La destilería Bocchino es una de las bodegas históricas de Canelli, incluida junto con la ciudad y la zona del Asti en la lista del patrimonio mundial de la UNESCO. Aquí no se hace espumante sino grappa, y esa es la razón por la que la visita tiene un corte distinto del de las catedrales subterráneas: se baja al mundo de los destilados y a la historia de una familia que lo practica desde generaciones.
Qué ver
El recorrido pasa por la sala de las barricas, que es el corazón del sitio: centenares de barricas de maderas distintas, dentro de las cuales reposan destilados de añadas distintas y de uvas distintas. Ahí se entiende la diferencia entre una grappa y otra, porque la madera y el tiempo hacen la mayor parte del trabajo, y verlas todas juntas vuelve evidente algo que en la botella queda invisible.
La visita
Dura unas dos horas y es exclusivamente con reserva, para grupos muy pequeños.

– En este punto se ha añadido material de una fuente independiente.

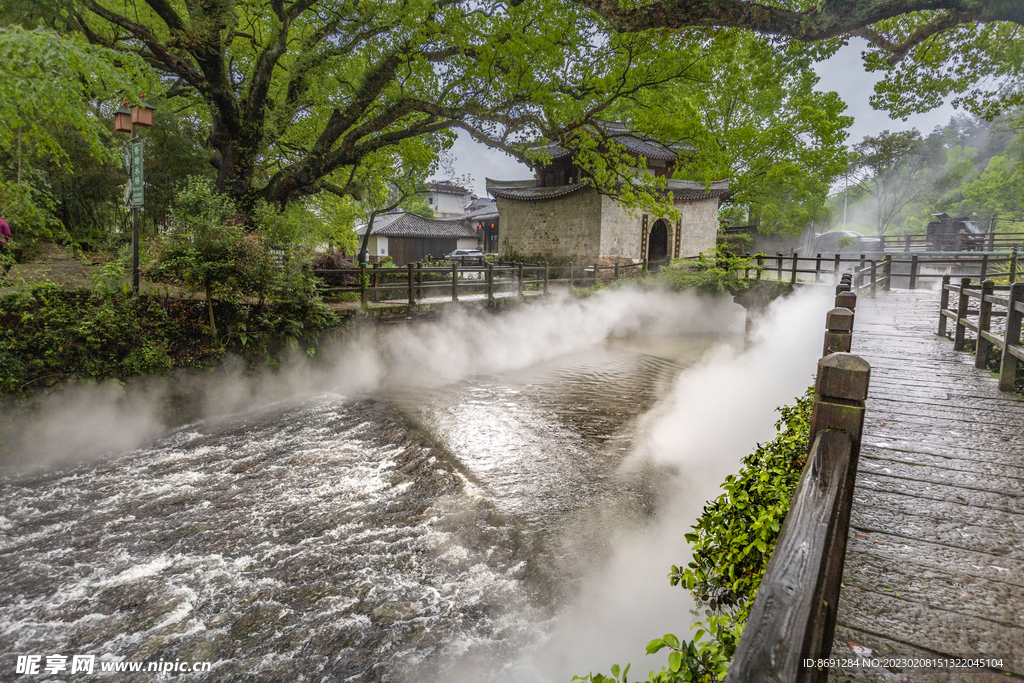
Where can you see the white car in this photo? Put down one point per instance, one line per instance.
(466, 256)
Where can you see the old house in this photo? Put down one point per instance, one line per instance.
(408, 238)
(559, 214)
(481, 215)
(448, 199)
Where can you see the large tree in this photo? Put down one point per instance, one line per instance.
(308, 95)
(973, 49)
(752, 112)
(894, 169)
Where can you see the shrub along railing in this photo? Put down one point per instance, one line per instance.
(793, 620)
(993, 302)
(417, 282)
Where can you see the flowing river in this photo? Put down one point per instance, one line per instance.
(408, 532)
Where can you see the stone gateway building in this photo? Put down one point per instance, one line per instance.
(558, 215)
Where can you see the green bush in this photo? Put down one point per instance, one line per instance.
(712, 272)
(732, 543)
(50, 333)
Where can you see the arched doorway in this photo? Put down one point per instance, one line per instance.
(657, 246)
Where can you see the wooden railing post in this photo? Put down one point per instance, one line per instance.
(412, 286)
(984, 325)
(962, 308)
(847, 300)
(839, 331)
(793, 617)
(491, 283)
(1008, 367)
(943, 305)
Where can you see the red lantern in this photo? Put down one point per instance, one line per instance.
(141, 115)
(122, 121)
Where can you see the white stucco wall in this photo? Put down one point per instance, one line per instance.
(445, 204)
(377, 246)
(699, 226)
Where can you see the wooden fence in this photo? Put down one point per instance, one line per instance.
(993, 302)
(793, 621)
(893, 270)
(954, 242)
(418, 282)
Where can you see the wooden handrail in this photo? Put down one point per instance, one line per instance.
(793, 619)
(1012, 351)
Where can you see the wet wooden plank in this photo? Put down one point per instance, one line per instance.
(935, 563)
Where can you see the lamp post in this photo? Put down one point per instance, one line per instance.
(124, 122)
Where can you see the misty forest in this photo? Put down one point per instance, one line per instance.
(367, 340)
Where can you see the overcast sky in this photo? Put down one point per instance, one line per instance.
(844, 73)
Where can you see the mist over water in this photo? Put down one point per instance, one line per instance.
(475, 498)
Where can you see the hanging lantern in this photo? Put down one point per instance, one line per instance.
(122, 121)
(141, 115)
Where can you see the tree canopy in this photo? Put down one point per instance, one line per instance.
(751, 112)
(302, 96)
(931, 49)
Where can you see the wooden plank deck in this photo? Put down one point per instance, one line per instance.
(935, 561)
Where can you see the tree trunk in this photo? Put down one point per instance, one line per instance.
(213, 323)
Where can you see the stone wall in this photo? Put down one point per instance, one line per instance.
(566, 225)
(620, 230)
(699, 226)
(587, 225)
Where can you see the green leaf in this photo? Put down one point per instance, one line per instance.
(655, 645)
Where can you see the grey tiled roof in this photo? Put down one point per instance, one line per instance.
(637, 143)
(527, 189)
(682, 190)
(687, 190)
(411, 225)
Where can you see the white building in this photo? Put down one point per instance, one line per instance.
(448, 199)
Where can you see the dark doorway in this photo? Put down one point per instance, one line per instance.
(410, 250)
(658, 246)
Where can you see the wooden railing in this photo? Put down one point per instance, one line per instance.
(891, 271)
(954, 242)
(417, 282)
(793, 621)
(993, 302)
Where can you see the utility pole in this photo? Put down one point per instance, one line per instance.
(846, 196)
(124, 121)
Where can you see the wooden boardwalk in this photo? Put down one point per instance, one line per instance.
(935, 561)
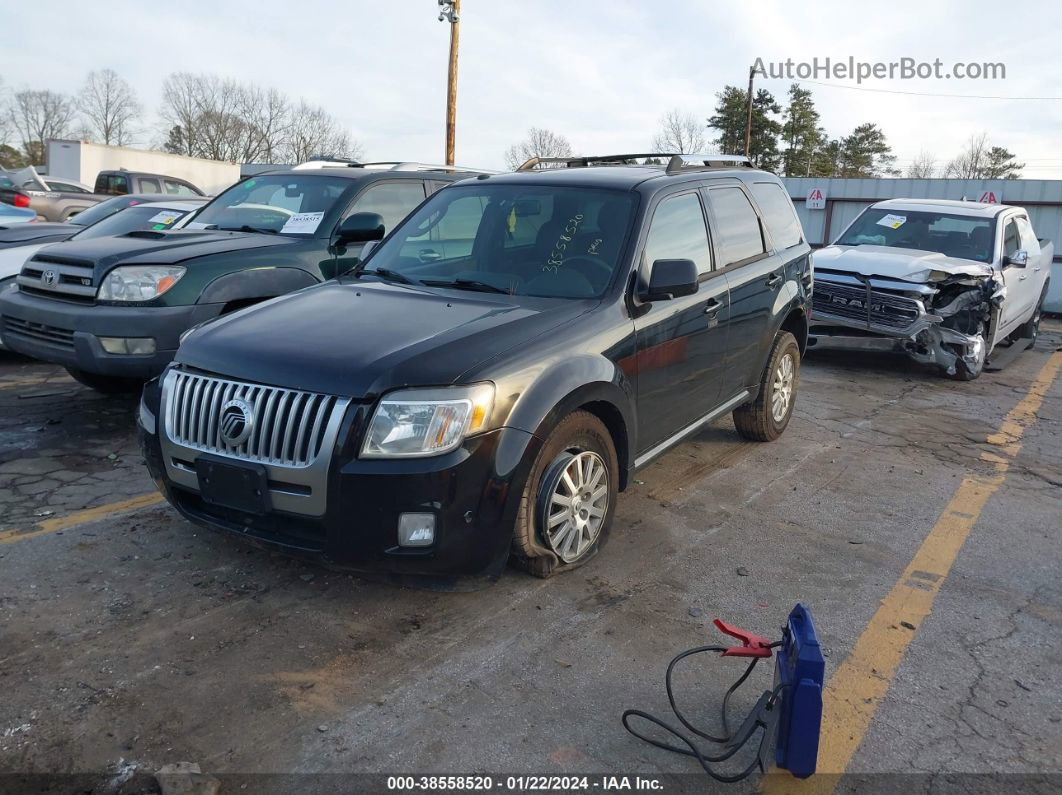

No es una parada rápida para meter entre otras dos: hay que programarla, y con antelación, porque las plazas son pocas. La degustación forma parte del recorrido.
El consejo de la redacción
Quien tenga un solo día en Canelli que elija según lo que le interese: las bodegas Gancia cuentan el espumante y la ingeniería del subsuelo, la Bocchino cuenta el destilado y la madera. Son dos oficios distintos en la misma ciudad, y hacer los dos en la misma tarde significa no disfrutar de ninguno.